Hacia la Empresa 2.0. Capítulo 3. ¿Estás seguro?

Publicado el 8 de septiembre de 2010 a las 7:12

0


Lo sé, lo sé. Hay que entrar en el mundo 2.0. Y hay que hacerlo ya. Nos estamos quedando atrás. Cada día que transcurre sin que demos el paso estamos perdiendo innumerables oportunidades. No estamos creando fans; nuestros clientes no se comprometen con nuestra marca; no estamos escuchando al mercado (al menos no como debe hacerse ahora, los métodos tradicionales ya no sirven). Corramos. Abramos nuestra página en Facebook. Abramos una cuenta en Twitter. Y un blog del director general. No nos olvidemos de Tuenti, para los jóvenes…

Espera, no te precipites. Podrías llegar a arrepentirte.
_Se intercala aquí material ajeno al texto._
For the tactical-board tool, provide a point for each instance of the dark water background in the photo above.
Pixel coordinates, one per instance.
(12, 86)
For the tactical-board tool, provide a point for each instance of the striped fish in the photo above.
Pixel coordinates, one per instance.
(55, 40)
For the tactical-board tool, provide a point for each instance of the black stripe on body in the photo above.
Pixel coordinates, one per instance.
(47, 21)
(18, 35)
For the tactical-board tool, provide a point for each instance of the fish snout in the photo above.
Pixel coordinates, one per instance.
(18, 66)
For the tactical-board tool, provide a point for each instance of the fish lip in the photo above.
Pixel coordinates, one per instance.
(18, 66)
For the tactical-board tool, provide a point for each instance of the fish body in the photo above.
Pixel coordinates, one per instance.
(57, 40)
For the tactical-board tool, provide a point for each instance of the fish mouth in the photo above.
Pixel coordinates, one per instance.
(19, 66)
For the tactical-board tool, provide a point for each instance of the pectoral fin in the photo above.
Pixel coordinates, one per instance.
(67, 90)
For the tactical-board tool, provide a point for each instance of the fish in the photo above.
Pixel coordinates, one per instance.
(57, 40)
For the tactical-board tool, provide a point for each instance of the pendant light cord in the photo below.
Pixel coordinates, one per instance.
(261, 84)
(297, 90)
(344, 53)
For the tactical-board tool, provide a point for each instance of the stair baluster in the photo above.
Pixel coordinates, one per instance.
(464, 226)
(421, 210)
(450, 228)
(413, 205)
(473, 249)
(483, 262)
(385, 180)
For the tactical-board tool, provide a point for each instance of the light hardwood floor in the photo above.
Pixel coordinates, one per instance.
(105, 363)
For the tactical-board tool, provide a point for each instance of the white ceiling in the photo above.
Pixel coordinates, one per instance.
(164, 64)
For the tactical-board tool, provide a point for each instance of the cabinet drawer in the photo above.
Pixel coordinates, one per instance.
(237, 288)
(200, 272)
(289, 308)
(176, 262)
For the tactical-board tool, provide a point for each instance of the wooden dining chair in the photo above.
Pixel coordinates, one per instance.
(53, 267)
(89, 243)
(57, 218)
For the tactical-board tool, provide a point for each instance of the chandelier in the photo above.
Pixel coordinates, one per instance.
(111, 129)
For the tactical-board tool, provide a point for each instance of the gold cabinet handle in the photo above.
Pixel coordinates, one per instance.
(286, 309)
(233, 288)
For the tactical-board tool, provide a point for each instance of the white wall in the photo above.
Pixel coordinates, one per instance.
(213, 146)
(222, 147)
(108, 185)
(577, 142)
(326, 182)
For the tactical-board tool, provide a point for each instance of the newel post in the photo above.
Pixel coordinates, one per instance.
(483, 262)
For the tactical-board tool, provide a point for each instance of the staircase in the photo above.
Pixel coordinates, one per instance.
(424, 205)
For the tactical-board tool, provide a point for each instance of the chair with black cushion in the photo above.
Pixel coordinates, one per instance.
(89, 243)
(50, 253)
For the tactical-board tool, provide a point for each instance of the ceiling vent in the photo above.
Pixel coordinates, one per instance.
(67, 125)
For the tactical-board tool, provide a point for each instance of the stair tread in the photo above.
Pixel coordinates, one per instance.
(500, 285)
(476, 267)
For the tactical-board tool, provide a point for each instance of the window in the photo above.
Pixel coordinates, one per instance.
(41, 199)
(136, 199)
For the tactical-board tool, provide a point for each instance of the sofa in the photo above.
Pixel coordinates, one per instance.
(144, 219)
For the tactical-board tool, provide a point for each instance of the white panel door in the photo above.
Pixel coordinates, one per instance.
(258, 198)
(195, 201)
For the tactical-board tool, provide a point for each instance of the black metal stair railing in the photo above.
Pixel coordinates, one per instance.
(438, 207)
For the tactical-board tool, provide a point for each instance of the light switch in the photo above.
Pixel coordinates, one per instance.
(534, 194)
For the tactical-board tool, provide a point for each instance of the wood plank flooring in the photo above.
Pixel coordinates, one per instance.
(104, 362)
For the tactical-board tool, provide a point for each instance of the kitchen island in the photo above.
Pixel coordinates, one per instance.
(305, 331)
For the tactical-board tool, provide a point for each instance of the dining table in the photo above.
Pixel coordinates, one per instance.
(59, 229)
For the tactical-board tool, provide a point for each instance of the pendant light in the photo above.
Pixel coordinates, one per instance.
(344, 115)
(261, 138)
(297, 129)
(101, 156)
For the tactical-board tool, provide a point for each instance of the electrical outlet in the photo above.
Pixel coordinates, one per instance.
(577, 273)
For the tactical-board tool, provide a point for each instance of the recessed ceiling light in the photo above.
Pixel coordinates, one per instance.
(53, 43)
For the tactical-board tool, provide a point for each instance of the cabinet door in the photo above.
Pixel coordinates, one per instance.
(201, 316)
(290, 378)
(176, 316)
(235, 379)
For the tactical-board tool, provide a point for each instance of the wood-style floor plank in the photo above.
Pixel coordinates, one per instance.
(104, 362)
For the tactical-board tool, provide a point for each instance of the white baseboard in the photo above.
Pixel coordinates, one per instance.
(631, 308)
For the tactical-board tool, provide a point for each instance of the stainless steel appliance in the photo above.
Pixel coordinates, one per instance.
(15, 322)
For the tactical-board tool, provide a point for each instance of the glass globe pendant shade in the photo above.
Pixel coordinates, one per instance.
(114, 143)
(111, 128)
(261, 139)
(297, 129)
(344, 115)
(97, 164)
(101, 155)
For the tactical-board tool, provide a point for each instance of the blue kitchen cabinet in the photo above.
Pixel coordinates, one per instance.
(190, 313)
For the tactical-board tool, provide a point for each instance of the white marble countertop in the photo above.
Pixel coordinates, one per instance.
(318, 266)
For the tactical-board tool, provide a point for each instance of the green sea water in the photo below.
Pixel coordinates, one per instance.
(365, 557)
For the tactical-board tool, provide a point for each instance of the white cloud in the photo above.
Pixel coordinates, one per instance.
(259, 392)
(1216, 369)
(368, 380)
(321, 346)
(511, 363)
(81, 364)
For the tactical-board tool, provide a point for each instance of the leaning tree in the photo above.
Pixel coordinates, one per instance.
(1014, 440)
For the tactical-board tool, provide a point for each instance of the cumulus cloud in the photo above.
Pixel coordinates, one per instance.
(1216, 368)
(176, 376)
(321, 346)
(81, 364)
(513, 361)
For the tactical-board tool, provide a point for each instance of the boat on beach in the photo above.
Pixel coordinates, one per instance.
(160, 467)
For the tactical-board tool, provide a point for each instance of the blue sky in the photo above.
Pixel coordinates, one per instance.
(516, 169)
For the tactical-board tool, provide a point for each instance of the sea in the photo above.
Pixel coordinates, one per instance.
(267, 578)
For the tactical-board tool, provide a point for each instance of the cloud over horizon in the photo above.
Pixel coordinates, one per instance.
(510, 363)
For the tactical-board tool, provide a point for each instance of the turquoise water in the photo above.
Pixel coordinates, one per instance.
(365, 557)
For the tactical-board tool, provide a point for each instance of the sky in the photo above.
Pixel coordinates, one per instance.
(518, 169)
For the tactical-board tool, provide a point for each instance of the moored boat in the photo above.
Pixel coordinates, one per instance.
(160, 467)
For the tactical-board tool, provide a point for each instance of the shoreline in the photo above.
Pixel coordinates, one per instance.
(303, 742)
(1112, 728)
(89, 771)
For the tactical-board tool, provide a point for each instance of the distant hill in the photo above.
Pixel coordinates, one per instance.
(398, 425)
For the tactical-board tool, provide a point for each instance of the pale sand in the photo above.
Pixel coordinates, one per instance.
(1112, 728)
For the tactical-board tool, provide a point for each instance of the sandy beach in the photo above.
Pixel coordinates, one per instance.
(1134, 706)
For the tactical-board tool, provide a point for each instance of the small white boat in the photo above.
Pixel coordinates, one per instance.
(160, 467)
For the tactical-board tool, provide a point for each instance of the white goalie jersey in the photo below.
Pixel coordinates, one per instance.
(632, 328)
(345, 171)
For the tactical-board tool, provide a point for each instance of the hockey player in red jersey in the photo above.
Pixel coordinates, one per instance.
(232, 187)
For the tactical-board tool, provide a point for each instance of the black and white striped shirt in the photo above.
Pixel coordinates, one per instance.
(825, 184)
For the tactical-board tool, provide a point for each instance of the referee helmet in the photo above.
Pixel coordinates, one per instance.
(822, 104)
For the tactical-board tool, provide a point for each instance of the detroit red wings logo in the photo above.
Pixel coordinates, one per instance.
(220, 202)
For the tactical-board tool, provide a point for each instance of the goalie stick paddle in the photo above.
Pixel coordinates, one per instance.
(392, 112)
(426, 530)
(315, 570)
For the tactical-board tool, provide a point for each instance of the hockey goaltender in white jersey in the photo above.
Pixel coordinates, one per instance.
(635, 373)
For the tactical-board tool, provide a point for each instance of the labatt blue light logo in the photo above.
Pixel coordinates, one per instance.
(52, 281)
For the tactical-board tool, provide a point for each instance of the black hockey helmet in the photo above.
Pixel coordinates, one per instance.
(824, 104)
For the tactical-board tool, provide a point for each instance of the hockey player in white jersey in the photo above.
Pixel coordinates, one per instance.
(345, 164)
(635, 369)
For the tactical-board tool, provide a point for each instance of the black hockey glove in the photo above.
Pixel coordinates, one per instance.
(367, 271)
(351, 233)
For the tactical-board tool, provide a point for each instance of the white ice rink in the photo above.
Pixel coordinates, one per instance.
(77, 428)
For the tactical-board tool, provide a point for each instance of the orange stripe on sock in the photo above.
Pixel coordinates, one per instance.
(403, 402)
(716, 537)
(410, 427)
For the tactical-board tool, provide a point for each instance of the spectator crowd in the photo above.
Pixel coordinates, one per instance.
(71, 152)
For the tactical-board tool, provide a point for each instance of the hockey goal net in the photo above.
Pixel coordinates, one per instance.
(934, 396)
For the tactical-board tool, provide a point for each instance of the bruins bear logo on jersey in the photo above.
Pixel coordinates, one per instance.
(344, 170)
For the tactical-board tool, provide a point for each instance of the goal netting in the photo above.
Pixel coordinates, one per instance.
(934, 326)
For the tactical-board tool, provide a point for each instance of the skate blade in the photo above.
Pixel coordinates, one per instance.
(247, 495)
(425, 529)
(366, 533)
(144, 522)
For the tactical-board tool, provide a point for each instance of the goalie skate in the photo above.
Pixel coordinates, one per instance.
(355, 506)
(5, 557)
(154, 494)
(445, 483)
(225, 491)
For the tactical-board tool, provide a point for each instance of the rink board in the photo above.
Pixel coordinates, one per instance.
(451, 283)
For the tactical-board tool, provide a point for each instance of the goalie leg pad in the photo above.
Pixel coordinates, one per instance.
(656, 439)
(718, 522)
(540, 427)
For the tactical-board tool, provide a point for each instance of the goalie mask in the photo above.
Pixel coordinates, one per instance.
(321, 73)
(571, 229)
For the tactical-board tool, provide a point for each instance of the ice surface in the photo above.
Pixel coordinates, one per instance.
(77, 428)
Como en el resto de ámbitos de la empresa es clave pararse a pensar; fijar unos objetivos, alineados con las metas globales de la compañía, y una estrategia que nos conduzcan a ellos. Definir y planificar el plan de acción que responda a esa estrategia. Identificar métricas de seguimiento que nos permitan evaluar nuestro desempeño. Seleccionar los recursos idóneos para esta actividad. Quizá tengas que buscarlos fuera. Definir el nivel de presencia deseado. Tus colectivos objetivo. Los canales en los que quieres o necesitas estar para llegar a ellos.

En definitiva, mucho trabajo que hacer antes de abrir esa página en Facebook. Una labor ineludible: un paso en falso se puede pagar muy caro.

Y, sobre todo, abre los ojos. No va a ser fácil. Da igual cómo te lo hayan vendido. Los casos de éxito sobre los que hayas leído. Lo simple que parezca. Porque no lo es. Prepárate para empezar a moverte en un medio que puede llegar incluso a ser hostil por momentos. Prepárate para que te llamen de todo menos bonito. Cometerás errores. Y te harán pagar cada uno de ellos.

No esperes una oleada de clientes entusiastas de tu marca inundando tus canales sociales felicitándote por tu último producto, tu última campaña de marketing o dándote las gracias por el servicio recibido. Eso sólo le pasa a Apple. Y no siempre.

En el caso de tu empresa probablemente sea el silencio lo primero que encuentres. Y cuando comiences a recibir feedback puedes estar seguro de que el primero en llegar será el negativo. No nos engañemos, la naturaleza humana es como es. Te lloverán quejas, reclamaciones; mostrarán al mundo todos tus errores. Compartirán sus pésimas experiencias como cliente tuyo entre ellos. Si tienes suerte, puede que incluso alguna de esas fieras se apiade de ti y diga algo en tu defensa. O al menos algo que no te deje del todo mal frente a tu competencia.

Y tienes que estar preparado para ello. Para aceptar el juego tal y como es. Tendrás que aprender a evitar el conflicto. A aceptar las críticas, las justas y las injustas. A dialogar. A aprender de tus errores. Con tu mejor sonrisa. Mejor dicho, con tu mejor emoticono. Y si haces las cosas bien, puede que hasta te compense.